Ibrahim Maalouf, l’éloge du métissage et du “bonheur malgré tout”
Un amphithéâtre antique où s’entremêleront sons brésiliens, jazz, musique arabe : le trompettiste popstar Ibrahim Maalouf lancera dans les arènes d’Arles (sud de la France) sa nouvelle tournée célébrant le métissage et “l’acceptation des différences (…) dans une société où se développe l’intolérance”.
“L’époque dans laquelle on vit est pleine d’adversité, en particulier dès qu’on fait face à quelque chose de différent, la réaction est souvent violente, il y a un refus”, confie le musicien, qui présentera en première mondiale le 25 juin son spectacle “Capacity to love” (La capacité à aimer) au festival Les Escales du Cargo. Après Arles (France), il écumera l’Europe, entre autres aux festivals de Montreux (Suisse) et au North Sea Jazz (Pays-Bas), avant le Canada et les Etats-Unis à l’automne.
“On vit dans une société où se développe de plus en plus l’intolérance. Capacity to love, c’est une sorte de clé, une solution, quelque chose qui nous manque beaucoup: la capacité à aimer, à accepter les différences”, explique cet explorateur de genres musicaux divers. Face aux vibrations d’un monde bouleversé par guerres et pandémie, le trompettiste a décidé d’apporter du “bonheur, de la fête, de la bienveillance” dans son 16e album qui sortira en novembre, avec des invités “quasiment sur chaque titre”. “Je viens d’un pays où les gens n’ont pas d’autre option que de continuer à vivre malgré tout, d’élever leurs enfants dans le bonheur malgré tout”, raconte celui qui est né il y a 41 ans au Liban, ravagé par une longue guerre civile (1975-1990) et toujours miné par les divisions et une profonde crise sociale.

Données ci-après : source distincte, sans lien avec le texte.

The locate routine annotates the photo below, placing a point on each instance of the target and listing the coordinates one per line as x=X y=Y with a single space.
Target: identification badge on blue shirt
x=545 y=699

“La musique est le remède”
“La musique est le remède”, entend-on (en portugais) dans le premier titre déjà sorti, “El Mundo”, sur un rythme de baile funk (musique née dans les favelas) écrit par la chanteuse brésilienne Flavia Coelho, avec une collaboration du DJ Tony Romera. “C’est Le monde, El mundo, tel que je le vois avec toute cette diversité, toute cette bienveillance, cette diversité mise au service de la bienveillance. Il y a ces danseurs qui viennent de tous les continents au service d’une petite fille qui a perdu son jouet”, s’enthousiasme le trompettiste en référence à la vidéo accompagnant le morceau. Dans ce long plan séquence, Ibrahim Maalouf, Flavia Coelho, le danseur Salif Gueye et bien d’autres tentent en dansant de rendre son ourson à la fillette.

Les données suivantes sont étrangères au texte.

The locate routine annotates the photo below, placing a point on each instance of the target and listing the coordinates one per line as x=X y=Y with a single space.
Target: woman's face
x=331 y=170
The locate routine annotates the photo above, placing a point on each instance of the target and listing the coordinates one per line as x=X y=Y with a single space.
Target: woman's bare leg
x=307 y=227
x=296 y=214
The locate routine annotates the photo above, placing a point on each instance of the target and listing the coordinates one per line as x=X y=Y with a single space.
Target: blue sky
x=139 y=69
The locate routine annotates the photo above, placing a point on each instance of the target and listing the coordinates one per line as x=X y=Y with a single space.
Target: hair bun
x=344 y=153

Lui “découvre chaque jour” des ponts entre musiques et continents. Quand il avait repris la mythique chanteuse du monde arabe Oum Kalthoum en quintet de jazz, les gens qui aimaient la musique arabe lui disaient : Ne touche pas à Oum Kalthoum, tu vas l’abimer !” “Et les gens du jazz me disaient: Oum Kalthoum, c’est de la musique arabe ça peut pas fonctionner en jazz”, se souvient-il. “Mais on a la même source, entre le jazz et la musique arabe c’est l’Afrique, la blue note, c’est le quart de ton arabe, donc ça a marché!”.

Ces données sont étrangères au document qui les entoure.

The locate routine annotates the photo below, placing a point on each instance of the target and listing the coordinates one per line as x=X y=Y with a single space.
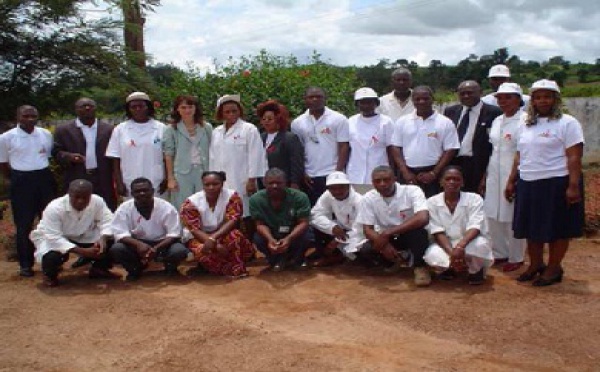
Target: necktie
x=463 y=125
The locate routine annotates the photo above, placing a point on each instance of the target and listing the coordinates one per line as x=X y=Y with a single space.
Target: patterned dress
x=239 y=249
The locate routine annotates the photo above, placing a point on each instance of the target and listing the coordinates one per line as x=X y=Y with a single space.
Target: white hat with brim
x=337 y=178
x=364 y=93
x=137 y=96
x=499 y=71
x=545 y=84
x=509 y=88
x=228 y=98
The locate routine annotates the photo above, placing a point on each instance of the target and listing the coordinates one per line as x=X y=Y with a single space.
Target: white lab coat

Du métissage, il ne craint aucune perte d’identité: “Ca veut dire quoi une perte d’identité? L’identité en soi est quelque chose qui est censé se transformer. Evidemment qu’on évolue, qu’on teste des choses, qu’on rencontre d’autres cultures et que la définition de qui on est ne peut pas stagner”. “Je refuse d’associer mon travail artistique à un discours politique”, prévient toutefois le musicien qui a grandi en France, pays où l’extrême droite s’est de nouveau hissée au second tour de la présidentielle cette année. “Mais comme tout le monde, je suis un spectateur, et donc malgré moi, il y a une traduction de ces constatations dans mon travail et dans les messages que j’ai envie de communiquer”.
Il se réjouit d’attaquer la tournée dans “un lieu chargé d’histoire”, les arènes romaines d’Arles, invité par Jean-Marc Pailhole, infatigable promoteur des musiques actuelles dans cette ville de 50 000 habitants et dont le festival accueillera aussi Juliette Armanet, Selah Sue… “La dernière fois que j’étais à Arles, j’étais allé visiter les arènes, je m’étais dit ‘waouh c’est trop beau, j’espère qu’un jour on jouera là !’, raconte Ibrahim Maalouf, “C’est grand mais chaleureux, ça permet de garder une forme d’intimité.”